The guinomi by Jeff Shapiro pictured here was chosen for several reasons. It’s a great drinking cup, with just the right heft, lip, thickness, volume; the metaphoricity is striking, as the bottom of the half-filled cup appears as the grainy sea-bottom upon which rests a mysterious object, like an arrowhead or primeval creature, an effect accentuated by the shells incrusted into the foot of the piece; the inside is particularly dynamic, not animated by the classic spiral found in so many chawan interiors, but by a much less common figure, an off-center white-on-black circle-within-a-circle, intersected and further destabilized by a third, liquid circle, that of the vacillating surface of the transparent sake.

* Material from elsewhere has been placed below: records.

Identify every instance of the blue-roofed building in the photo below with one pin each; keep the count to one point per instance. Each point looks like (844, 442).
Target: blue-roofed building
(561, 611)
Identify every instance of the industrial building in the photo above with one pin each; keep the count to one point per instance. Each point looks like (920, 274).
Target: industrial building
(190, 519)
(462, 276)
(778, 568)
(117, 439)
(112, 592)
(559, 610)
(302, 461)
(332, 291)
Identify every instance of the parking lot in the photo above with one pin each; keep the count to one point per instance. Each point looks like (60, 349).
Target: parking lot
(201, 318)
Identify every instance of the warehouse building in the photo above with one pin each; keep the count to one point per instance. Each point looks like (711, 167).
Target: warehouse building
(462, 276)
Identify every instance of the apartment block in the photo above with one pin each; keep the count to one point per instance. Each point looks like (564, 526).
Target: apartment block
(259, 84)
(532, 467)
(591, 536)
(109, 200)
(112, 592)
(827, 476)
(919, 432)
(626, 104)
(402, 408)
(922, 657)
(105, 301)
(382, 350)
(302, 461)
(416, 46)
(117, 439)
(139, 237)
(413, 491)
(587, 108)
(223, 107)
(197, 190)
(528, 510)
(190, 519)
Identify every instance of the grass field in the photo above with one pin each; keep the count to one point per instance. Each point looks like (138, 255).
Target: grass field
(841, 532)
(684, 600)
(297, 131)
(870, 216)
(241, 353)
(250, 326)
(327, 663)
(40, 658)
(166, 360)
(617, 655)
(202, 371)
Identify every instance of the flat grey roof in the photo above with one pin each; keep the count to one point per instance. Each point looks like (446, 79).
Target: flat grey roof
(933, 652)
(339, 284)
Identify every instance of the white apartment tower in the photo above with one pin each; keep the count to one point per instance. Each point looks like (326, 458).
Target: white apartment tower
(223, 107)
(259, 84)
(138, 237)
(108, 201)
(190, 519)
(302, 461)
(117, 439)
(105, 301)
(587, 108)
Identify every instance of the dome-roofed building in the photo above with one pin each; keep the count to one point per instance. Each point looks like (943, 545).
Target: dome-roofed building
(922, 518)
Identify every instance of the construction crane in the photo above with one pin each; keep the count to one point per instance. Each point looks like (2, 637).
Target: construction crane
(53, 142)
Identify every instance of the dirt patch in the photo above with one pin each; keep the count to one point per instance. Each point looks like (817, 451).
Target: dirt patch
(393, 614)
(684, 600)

This inner dynamism is doubled by an outer one, effectuated by the dripping of the white glaze, in turn highlighted by the deep black ash glaze. It is thus easy to imagine the temptation of the guinomi: an aesthetic that begins with something that can fit in the palm of the hand and which, through spiritual intoxication and poetic correspondence, brings us to all the arts, to nature itself, and to the garden of metaphysical delights.
Allen S. Weiss has recently published his Autobiographie dans un chou farci (Mercure de France, 2006); his Varieties of Audio Mimesis is forthcoming (Errant Bodies Press, 2008), and he is working on a new book, The Metaphysics of Crumbs.